Below, some minor comments:
Point 1: Introduction. Line 66-67. While imaging methods are sufficient to determine the presence of liver steatosis, in the setting of NAFLD, liver biopsy (showing steatosis, hepatocyte ballooning and lobular inflammation) is still required for a definite diagnosis of NASH. Authors should mention this aspect in the introduction section.
Response 1: Thank you very much for your comment. As the reviewer suggests, we have mentioned this comment in the introduction: “Liver biopsy, the current reference standard, is an invasive and expensive procedure with some inherent surgical risks and only represents around 1/50000 of the total hepatic volume [2,9]; however it is still required for a definite diagnosis of NASH”. Lines 66-69.
Point 2: Methods. It is unclear to me whether patients underwent liver biopsy within the FLiO study.
Response 2: We have clarified that liver biopsy was not performed to the study participants: “The presence of hepatic steatosis was determined by ultrasonography and then hepatic fat was quantified by magnetic resonance imaging (MRI). The biopsy procedure was not performed.”. Lines 91-93.

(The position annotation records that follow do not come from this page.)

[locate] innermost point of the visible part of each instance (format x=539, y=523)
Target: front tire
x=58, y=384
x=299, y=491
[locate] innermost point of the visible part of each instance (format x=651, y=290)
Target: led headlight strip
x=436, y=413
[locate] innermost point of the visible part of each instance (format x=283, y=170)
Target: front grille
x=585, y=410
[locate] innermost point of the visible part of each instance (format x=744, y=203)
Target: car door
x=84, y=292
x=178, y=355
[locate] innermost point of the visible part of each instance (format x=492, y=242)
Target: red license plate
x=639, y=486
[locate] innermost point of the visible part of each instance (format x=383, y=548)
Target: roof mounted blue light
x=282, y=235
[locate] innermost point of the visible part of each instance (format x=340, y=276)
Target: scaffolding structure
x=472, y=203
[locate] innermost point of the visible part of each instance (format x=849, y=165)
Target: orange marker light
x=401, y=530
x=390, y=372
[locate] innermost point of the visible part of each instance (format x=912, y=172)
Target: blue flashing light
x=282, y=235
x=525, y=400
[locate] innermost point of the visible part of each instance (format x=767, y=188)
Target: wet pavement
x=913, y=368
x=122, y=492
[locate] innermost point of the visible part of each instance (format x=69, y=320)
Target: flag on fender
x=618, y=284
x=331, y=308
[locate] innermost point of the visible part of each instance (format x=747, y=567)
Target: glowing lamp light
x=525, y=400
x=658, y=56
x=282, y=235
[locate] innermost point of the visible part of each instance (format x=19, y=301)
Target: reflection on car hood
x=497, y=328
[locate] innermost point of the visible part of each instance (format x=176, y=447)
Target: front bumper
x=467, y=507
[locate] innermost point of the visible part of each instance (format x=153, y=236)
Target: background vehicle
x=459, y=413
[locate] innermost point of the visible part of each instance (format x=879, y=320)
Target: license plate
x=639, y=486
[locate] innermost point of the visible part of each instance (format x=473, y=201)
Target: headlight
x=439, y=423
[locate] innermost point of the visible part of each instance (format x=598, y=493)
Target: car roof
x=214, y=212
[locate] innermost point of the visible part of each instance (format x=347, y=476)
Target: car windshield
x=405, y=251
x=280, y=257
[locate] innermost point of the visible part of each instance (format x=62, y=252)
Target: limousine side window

Point 3: Statistical analysis. Data normality was checked by Shapiro–Wilk test. Since all continuous variables have been reported as mean and SD, I assume that were all normally distributed (despite variables such as ALT and other biochemical parameters, rarely are normally distributed!). Therefore, all subsequent analysis should be performed using parametric test. Consistently, correlation analysis should be performed by Pearson rather than Spearman correlation.
Response 3: Thank you for the comment. Variables in Tables 1/2 show baseline characteristics of the study participants. We have modified Table 1/2 and included the median and the interquartile range of all variables, as serum ferritin is a non-parametric variable. Non-parametric variables were analyzed using the non-parametric counterpart test (Kruskal-wallis). On the other hand, Spearman correlations are correctly applied instead of the Pearson analysis.
Point 4: Results. Table 3. Authors may consider adding the estimates for r (i.e. the 95% CI).
Response 4: As proposed by the reviewer, we have added the estimates for r (95% CI) when appropriate (Table A3).
Point 5: Discussion. As mentioned above, liver biopsy is almost mandatory to precisely define NAFLD/NASH. Further, liver biopsy is the reference method for steatosis assessment (despite the important limitations of the procedure). Authors must add in the limitations paragraph of the discussion the lack of liver biospy (actually, if the patients have not been biosped).
Response 5: Thank you for the comment. As the reviewer suggests, the lack of liver biopsy is a weakness of the study. This comment has been added to the limitations section: “Secondly, the presence of hepatic steatosis was determined by ultrasonography and then hepatic fat was quantified by magnetic resonance imaging (MRI). The biopsy procedure was not performed”.
Point 6: Please check references. References from 51 onwards are not shown.
Response 6: References have been completed.
Round 2
Reviewer 2 Report
Thank you for considering my suggestions.